Due to the close contact with the meteorologists of the Central Institute for Meteorology and Geodynamics (ZAMG), Schwalt is able to be on site during some of the most promising thunderstorms in the southern Alps and carry out measurements. They travel between nineteen selected sites that meet the requirements for successful measurements of the electrical, meteorological and physical effects of lightning strikes.

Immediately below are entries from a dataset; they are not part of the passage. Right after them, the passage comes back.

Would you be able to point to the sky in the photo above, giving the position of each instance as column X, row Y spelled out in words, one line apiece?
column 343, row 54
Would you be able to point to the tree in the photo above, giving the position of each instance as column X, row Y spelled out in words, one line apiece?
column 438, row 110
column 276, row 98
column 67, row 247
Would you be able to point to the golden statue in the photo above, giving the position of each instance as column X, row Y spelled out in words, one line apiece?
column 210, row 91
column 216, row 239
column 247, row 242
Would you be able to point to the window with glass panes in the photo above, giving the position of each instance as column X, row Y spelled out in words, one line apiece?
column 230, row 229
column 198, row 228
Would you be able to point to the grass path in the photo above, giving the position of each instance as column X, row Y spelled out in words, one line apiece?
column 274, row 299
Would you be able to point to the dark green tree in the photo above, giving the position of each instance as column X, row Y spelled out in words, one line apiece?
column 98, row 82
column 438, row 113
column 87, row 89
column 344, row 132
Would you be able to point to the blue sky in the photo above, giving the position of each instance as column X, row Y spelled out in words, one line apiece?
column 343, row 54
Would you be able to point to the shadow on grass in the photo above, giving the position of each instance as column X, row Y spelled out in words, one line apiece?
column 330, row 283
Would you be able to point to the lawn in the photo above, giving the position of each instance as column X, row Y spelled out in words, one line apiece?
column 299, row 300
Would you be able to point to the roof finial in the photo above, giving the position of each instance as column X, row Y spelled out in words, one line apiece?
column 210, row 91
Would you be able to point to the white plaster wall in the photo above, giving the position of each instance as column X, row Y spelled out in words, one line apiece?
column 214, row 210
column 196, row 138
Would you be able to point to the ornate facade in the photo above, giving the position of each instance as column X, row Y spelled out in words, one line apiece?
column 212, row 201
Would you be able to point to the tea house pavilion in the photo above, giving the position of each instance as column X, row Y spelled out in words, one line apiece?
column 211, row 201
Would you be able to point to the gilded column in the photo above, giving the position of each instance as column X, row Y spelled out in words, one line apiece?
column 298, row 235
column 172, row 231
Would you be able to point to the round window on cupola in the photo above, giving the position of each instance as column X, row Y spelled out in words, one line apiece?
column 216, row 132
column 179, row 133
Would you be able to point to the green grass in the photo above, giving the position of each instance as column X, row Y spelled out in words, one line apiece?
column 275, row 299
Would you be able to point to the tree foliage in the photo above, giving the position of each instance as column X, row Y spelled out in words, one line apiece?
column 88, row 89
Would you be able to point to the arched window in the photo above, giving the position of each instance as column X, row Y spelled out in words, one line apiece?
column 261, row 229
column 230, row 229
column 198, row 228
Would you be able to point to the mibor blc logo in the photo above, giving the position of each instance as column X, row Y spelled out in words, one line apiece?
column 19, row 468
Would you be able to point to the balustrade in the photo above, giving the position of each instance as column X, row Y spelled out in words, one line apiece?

The mobile lightning measuring system is seen as a complement to an extensive pan-European lightning location system, where eight permanent lightning location sensors are installed in Austria already. Research partner ALDIS (Austrian Lightning Detection and Information System), ÖVE Service GmbH operates these systems. The mobile lightning measuring system covers a radius of twenty to forty kilometers and forms a local standard reference. It enables verification of the reliability of the lightning location measuring sensors which are used throughout Austria.
How hail is created
Hail occurs when water droplets within a cloud enter extremely cold areas as a result of updrafts. This leads to the formation of hailstones starting from crystallization of the nuclei. If there are only a few of these nuclei in clouds, the hailstones are able to grow rapidly. They fall to the earth as hailstones as soon as they are no longer carried by the updrafts.
Software for preventing hail
Helmut Paulitsch is researching the formation of hail using the perspective of weather radar technology, which enables large-scale recording of precipitation events. He has already developed two software programs together with his team:
- WIIS visualizes weather radar data;
- HAILSYS analyses weather data and assists in assessing the probability of hail in the thunderstorm cell.
These two programs allow the pilots from the hail defense system to be guided to critical thunderstorm cells. Their task is to expose the thunderstorm cells to a silver iodide acetone solution. The solution acts as a crystallization nucleus and leads to an elevated formation of hailstones. This ensures that they will remain smaller resulting in less damage on impact.
The HAILSYS hail analysis software program is based on meteorological data, 2D and 3D weather radar data as well as aircraft positions and agricultural damage information. The formation of hail in contrast to raindrops is especially clearly visible in the weather radar scans.
The 2D environmental scans of the anti-hail radar are updated every forty seconds and enable both programs to calculate the direction of their movement and the dimensions of the thunderstorm cells. This data is used to direct the pilots of the hail defense system.